Tibi: I have some reservations about the report, but its background description of the Arab-Jewish relationship is very important. And some of the conclusions are important. As an official commission, the law says the conclusions should be implemented immediately by the government. But [instead] the government formed a new committee, the Lapid committee, including great haters of Arabs like [ministers] Effie Eitam, Beni Elon, Tzachi Hanegbi, Gideon Ezra, etc. They proposed emptying the Orr report of its contents, with not one conclusion regarding those who shot 13 of us. The Lapid committee is a total failure, a conspicuous cover-up attempt. Letting Eitam and Elon deal with this is like letting the butcher herd the sheep.
BI: How does Israel's Arab minority deal with Israel's definition of itself as a Jewish and democratic state?
Tibi: Israel defines itself as Jewish and democratic, but in all spheres of life there is inequality between Jews and Arabs. We do not accept this definition; it deepens the inequalities. There is a contradiction between democracy and an ethnic definition of a Jewish state. In the end Israel is indeed both [democratic and Jewish], but it is democratic toward Jews and Jewish toward Arabs.
BI: How, in your view, does the rest of the Arab world view the Palestinian population of Israel?
Tibi: Lots of ignorance was evident during most of the last 50 years of non-relations between the Arab world and Israel's Arab minority.
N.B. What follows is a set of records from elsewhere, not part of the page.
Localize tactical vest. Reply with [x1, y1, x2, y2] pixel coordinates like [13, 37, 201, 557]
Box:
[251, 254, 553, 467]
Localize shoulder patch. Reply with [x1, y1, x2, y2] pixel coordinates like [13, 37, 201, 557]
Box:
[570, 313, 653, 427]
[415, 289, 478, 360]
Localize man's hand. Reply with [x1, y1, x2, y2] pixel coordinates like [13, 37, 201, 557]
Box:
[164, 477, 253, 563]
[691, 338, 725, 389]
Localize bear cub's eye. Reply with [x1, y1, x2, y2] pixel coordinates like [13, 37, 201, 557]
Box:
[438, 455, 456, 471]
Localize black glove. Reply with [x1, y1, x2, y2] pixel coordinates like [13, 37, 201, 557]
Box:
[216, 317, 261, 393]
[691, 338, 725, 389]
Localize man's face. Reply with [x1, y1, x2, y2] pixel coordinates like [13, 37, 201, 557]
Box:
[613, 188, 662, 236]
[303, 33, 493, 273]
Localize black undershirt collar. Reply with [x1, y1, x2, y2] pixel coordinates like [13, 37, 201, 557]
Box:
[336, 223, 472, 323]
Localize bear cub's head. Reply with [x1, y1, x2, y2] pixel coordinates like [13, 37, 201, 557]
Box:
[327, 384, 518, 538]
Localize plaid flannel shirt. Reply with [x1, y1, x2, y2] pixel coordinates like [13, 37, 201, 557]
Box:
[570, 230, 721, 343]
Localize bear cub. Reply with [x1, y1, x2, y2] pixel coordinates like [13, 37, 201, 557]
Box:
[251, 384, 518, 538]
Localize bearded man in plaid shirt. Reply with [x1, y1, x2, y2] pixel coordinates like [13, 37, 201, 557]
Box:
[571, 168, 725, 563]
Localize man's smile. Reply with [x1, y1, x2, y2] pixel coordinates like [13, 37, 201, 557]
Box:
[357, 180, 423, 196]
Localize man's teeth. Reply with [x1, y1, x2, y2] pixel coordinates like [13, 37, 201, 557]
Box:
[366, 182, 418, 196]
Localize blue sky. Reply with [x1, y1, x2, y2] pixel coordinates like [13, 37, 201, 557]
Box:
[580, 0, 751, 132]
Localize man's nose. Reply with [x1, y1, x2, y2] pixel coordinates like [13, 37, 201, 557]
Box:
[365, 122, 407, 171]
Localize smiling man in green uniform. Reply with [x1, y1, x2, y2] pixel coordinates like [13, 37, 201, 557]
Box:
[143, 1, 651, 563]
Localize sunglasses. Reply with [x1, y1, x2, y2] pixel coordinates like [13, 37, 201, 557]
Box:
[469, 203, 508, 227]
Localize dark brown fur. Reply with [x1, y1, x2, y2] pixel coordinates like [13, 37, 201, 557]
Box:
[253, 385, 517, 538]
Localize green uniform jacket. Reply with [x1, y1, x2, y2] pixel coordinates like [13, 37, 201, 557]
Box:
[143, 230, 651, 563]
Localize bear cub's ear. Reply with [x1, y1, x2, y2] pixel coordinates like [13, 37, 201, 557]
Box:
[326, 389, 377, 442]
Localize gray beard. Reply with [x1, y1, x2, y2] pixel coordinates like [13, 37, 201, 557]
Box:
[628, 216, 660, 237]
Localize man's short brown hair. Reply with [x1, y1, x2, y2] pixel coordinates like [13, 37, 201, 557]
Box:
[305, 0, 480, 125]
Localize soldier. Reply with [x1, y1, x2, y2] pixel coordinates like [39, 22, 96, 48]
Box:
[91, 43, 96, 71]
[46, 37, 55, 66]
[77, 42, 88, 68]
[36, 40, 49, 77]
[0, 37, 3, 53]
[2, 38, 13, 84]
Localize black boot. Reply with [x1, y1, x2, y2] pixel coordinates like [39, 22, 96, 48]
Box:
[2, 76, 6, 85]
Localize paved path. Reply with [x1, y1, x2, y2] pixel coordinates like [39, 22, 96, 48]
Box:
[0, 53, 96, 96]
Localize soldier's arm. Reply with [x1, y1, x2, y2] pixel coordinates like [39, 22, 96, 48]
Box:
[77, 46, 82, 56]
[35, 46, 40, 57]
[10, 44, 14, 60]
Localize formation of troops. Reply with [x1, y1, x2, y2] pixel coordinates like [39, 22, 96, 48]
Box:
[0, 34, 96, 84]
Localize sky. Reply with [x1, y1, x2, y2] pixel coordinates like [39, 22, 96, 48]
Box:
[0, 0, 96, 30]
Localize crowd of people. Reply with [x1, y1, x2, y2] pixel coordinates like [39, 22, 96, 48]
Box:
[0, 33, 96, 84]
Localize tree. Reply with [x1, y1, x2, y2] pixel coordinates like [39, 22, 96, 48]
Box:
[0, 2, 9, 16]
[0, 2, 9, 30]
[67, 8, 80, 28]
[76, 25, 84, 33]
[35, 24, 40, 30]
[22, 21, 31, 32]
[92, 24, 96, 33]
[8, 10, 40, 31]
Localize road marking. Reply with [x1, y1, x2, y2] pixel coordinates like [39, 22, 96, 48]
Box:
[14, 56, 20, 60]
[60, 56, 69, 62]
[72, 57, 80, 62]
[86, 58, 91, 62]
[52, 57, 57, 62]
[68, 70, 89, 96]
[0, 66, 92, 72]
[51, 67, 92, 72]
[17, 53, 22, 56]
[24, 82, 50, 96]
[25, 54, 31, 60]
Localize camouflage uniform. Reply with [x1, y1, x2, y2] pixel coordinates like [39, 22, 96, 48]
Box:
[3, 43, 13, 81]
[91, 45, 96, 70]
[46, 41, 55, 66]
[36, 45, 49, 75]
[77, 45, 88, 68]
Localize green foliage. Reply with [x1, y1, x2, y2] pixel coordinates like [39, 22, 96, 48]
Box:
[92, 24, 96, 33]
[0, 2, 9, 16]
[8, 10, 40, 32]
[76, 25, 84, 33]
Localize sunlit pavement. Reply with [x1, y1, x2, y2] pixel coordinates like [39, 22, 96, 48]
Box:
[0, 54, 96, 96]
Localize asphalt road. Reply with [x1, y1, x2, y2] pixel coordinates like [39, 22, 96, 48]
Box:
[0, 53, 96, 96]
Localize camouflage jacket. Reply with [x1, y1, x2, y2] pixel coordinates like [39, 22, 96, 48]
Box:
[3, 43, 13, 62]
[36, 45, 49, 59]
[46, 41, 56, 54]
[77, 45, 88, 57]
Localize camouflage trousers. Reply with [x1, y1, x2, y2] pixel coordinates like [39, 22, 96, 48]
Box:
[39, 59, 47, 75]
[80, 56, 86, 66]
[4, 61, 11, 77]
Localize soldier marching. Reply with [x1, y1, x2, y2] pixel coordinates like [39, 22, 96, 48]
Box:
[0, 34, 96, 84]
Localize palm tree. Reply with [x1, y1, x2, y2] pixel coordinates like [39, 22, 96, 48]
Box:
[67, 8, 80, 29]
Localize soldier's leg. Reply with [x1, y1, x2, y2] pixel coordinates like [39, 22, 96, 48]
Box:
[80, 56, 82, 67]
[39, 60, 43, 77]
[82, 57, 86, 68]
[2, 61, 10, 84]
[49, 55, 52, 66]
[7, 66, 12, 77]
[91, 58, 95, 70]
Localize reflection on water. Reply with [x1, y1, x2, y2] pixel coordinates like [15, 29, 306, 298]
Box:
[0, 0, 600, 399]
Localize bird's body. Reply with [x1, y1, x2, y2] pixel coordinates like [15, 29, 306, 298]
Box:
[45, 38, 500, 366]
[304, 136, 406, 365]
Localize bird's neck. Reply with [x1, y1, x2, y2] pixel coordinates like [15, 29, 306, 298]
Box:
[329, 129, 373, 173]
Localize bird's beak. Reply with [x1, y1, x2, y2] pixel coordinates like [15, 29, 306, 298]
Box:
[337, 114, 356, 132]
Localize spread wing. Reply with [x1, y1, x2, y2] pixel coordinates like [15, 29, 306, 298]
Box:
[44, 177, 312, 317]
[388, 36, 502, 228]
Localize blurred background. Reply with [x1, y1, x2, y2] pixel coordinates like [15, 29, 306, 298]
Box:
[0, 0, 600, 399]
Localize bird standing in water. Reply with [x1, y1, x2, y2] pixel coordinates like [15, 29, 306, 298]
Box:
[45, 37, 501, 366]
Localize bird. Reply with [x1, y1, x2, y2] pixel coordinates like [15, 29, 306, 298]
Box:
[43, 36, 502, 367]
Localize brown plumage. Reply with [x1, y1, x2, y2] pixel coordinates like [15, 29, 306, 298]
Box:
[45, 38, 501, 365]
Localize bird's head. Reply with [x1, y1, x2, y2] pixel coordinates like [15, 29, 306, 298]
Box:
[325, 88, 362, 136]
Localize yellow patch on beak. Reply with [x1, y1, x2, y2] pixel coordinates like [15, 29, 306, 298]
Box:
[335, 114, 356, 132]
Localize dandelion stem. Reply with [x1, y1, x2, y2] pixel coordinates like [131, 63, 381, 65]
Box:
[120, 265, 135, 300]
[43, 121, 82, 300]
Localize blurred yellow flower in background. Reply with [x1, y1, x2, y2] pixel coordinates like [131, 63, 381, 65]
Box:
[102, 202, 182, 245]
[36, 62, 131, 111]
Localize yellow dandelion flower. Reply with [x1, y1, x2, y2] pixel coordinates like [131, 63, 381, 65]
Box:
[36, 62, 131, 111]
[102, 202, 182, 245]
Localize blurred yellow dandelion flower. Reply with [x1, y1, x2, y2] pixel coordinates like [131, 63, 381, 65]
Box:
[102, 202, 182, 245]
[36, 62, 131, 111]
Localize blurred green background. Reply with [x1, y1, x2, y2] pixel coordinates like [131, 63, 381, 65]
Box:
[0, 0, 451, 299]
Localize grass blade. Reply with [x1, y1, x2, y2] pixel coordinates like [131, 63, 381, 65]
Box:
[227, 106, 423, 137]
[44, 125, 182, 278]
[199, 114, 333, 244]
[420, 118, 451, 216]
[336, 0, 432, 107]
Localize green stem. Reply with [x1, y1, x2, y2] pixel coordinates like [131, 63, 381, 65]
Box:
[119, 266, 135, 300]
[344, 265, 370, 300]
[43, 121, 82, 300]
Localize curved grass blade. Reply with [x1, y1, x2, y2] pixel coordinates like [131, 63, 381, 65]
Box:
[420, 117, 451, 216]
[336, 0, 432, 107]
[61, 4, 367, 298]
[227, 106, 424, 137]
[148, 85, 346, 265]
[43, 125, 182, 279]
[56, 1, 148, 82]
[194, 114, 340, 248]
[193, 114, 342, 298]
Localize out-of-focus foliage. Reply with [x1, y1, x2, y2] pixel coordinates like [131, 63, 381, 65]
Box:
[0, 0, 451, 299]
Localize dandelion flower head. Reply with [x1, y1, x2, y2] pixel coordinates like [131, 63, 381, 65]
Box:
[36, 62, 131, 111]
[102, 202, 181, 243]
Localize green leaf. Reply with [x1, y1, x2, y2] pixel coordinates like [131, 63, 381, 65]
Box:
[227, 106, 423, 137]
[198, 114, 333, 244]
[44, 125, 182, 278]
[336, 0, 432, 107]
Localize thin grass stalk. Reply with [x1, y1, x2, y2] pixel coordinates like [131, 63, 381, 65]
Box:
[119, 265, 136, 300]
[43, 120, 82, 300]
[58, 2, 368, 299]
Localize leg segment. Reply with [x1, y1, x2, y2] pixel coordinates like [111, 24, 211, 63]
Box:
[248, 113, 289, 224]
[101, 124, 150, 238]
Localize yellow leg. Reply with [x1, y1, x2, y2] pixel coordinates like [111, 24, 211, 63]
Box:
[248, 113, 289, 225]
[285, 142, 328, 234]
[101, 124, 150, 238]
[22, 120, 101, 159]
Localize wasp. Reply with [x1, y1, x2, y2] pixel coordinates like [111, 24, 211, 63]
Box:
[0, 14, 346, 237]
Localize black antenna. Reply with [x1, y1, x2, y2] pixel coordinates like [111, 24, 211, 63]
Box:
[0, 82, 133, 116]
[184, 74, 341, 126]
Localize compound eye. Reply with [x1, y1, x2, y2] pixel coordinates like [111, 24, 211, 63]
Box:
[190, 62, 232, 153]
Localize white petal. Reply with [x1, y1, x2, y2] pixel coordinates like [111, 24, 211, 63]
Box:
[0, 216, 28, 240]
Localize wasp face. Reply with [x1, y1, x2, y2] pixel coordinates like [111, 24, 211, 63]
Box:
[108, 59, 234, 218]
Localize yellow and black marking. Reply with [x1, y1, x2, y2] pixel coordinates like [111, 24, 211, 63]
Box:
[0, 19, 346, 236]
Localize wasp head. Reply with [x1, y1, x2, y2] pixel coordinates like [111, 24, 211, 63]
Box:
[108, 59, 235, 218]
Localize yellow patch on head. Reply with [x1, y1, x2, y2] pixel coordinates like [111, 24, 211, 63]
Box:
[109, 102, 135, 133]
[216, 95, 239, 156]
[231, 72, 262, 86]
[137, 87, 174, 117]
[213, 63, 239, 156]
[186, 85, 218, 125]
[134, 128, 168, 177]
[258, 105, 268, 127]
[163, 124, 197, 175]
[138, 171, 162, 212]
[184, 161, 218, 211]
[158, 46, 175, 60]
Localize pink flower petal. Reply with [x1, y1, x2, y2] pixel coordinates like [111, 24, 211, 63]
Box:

Part [of the Arab world] did not know we existed. Others accused us of cooperation with the Zionist project. This was the situation until 15-20 years ago. Recently there is more and more [Arab] understanding of our situation, our status, our political struggle and way of thinking. We are known in the Arab capitals; we are invited and accepted there.
BI: Can you offer a prediction regarding your situation in, say, ten years?
Tibi: I am asked this question every ten years! I don't know, really, because there are a lot of factors dominating this issue: we [Palestinian citizens of Israel], the Arab states, the [Israeli] state as an institution, the Jewish majority, the Israeli-Palestinian conflict, the growing trend in Israeli society of supporting the transfer idea, [Minister of Finance Binyamin] Netanyahu's declaration that the Israeli Arabs are more of a demographic threat than those in the West Bank and Gaza, and economic factors.
I as a leader of the Palestinian minority in Israel am interested in bridging the gap between minority and majority. We have a joint, bilateral interest, all of us, in accepting [the Palestinian citizens of Israel] as a national minority with rights and national dignity.
BI: If this happens, could Israel then still claim to be a Jewish state?
Tibi: In principal I cannot accept an ethnic definition. But we should all try to bridge the gap even under this definition, which is part of Israeli basic law. We can do a lot even in these circumstances.-Published 24/6/2004©bitterlemons-international.org
Member of Knesset Ahmed Tibi, a medical doctor, is the leader of the Arab Movement for Change. He was a political adviser to Yasser Arafat from 1993 to 1999.